— -- NASA revealed today liquid water has been found on the surface of Mars -- upending the perception of Mars as a completely arid, desert-like planet.
The finding also fuels speculation that life may have at one time thrived on Mars or could possibly even exist today.
A study published in the journal Nature Geoscience identified waterlogged molecules taken from readings from orbit.
“We now know Mars was once a planet very much like Earth with warm salty seas and fresh water lakes,” Jim Green, planetary science director at NASA, said at a news conference. “But something has happened to Mars, it lost its water.”
Dark, 100-meter-long streaks flowing downhill on Mars are believed to have been formed by contemporary flowing water, according to NASA. The findings come from NASA's Mars Reconnaissance Orbiter and raise the possibility there could be life -- or even microbes -- living inside the Red Planet.

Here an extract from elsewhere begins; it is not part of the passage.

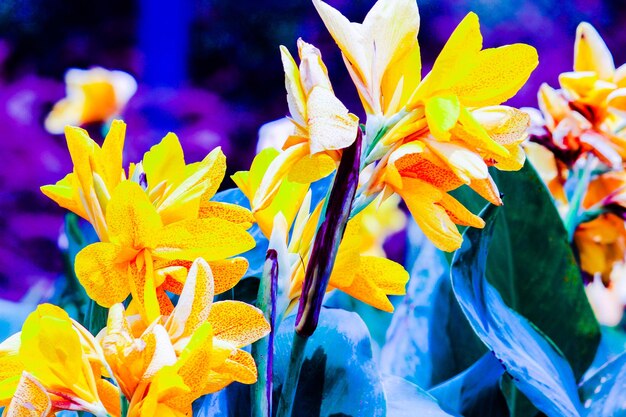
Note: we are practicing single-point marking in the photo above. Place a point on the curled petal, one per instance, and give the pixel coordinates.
(238, 323)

Researchers said they don’t yet know where the briny water is coming from on Mars.
"Something is hydrating these salts, and it appears to be these streaks that come and go with the seasons," Lujendra Ojha, a researcher from Georgia Tech who worked on the paper, said in a statement. "This means the water on Mars is briny, rather than pure. It makes sense because salts lower the freezing point of water.”
While today’s discovery is huge, it is small compared to the rivers, lakes and vast oceans that are believed to have flowed on Mars billions of years ago. The findings, however, are a boon for a future human mission to Mars since the existence of water could help lighten astronauts' load.
“I think all of the scientific discoveries we’re making on the surface of Mars…these observations are giving us a much better view that Mars has resources that are useful to future travels," John Grunsfeld, NASA associate administrator, said at the news conference. "I think all of the scientific discoveries we’re making on the surface of Mars, these observations are giving us a much better view that Mars has resources that are useful to future travels."